HELSINKI--(BUSINESS WIRE)--Regulatory News:
Solteq Plc (Solteq) has previously published two stock exchange releases (on 17 June 2015 and 22 June 2015) relating to the company acquisition. The prerequisites for the acquisition have been fulfilled and the acquisition has been completed. Integration of companies will begin immediately and it will be targeted to be completed during 2015.
Solteq has purchased the entire stock capital of Descom Group Oy (Descom Group) at a purchase price of approx 11.2 million euro and the capital loans at a purchase price of approx. 11.9 million euro. The transaction was completed today. The Descom Data Center Solutions business was not included in the transaction. Upon completion of purchase of share capital, 6.6 million euro of purchase price was paid in cash and the remainder approx. 4.6 million euro with 2.8 million Solteq’s new shares based on a directed share issue to be paid by contribution in kind. The final amount of the cash contribution will be determined based on Descom Group's consolidated balance on 30 June 2015.
The cash contribution of the purchase price of Descom Group and the purchase of the capital loans were financed from an unsecured 27 million euro bond that was issued on 1 July 2015. Stock exchange releases were published regarding and in relation to the bond issue on 17 June 2015, 22 June 2015 and 24 June 2015. The bond will be applied to be admitted on NASDAQ OMX Helsinki within 9 months from the issue.
The share issue has been carried out as published on 17 June 2015, and a total of 2,799,998 new shares were issued at a subscription price of EUR 1,65 per share which was determined based on volume-weighted average price of the shares during the period of 4 May 5 2015 – 3 June 2015. Half of the shares issued will be subject to lock-up until 1 January 2016. Further, in compliance with the terms of the share purchase agreement, Solteq decided to accept as pledge 700,006 of these shares, as security for the sellers' obligations under the share purchase agreement for the duration of 12 months from the closing date.
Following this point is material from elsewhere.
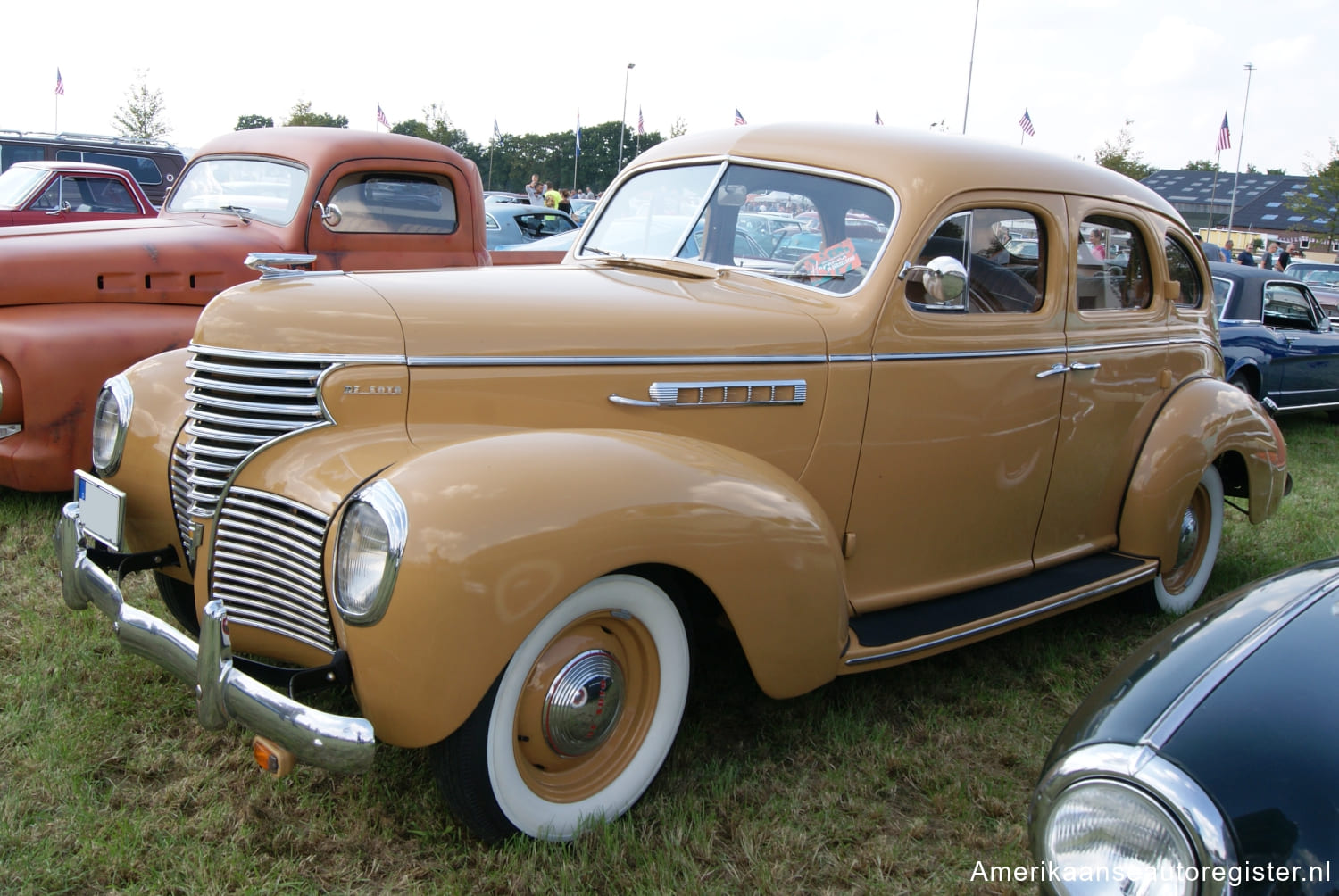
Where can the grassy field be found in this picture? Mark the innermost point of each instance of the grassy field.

The decision to accept the new shares as pledge is based on the authorization granted by the Annual General Meeting on 16 March 2015 relating to purchase of own shares and to taking own shares as pledge. The shares will be incorporated in the electronic book-entry system managed by Euroclear Finland Ltd after they have been registered in the trade register, and they will be applied to be admitted on NASDAQ OMX Helsinki in the same class with the company's other shares by 30 September 2015 after the listing prospectus has been published.
Thanks to the completed acquisition, the company will become a provider for integrated digital commerce services with approximately 550 experts and will have according to provisional pro forma financial information published 22 June approx. EUR 68 million in annual revenues. The acquisition implements the Solteq’s and Descom's strategies and the combined entity will create the basis of creating new services provider to Finland but also to other Nordic countries and to the Northern European area. The solution and service offerings of the two companies complement each other in an excellent manner, and no overlapping has been detected in their offerings. Consequently, the new entity will be able to offer an excellent overall offering to their current and new clients.
Solteq intends to create a strategy for the new entity during autumn 2015 and will notify the progress and completion thereof. The key priorities for the strategy will be profitability, growth and the creation of the best provider of digital commerce services in the North European market from the perspective of its clients, owners and personnel.
Due to the acquisition, Solteq will not make changes to the profit guidance it has give earlier and will specify, if needed, the guidance in more detail during autumn 2015.
ICECAPITAL Securities Ltd. acted as the financial advisor for the transaction and Peltonen LMR Attorneys Ltd. as the legal advisor. The lead arranger of the bond issue was Danske Bank A/S.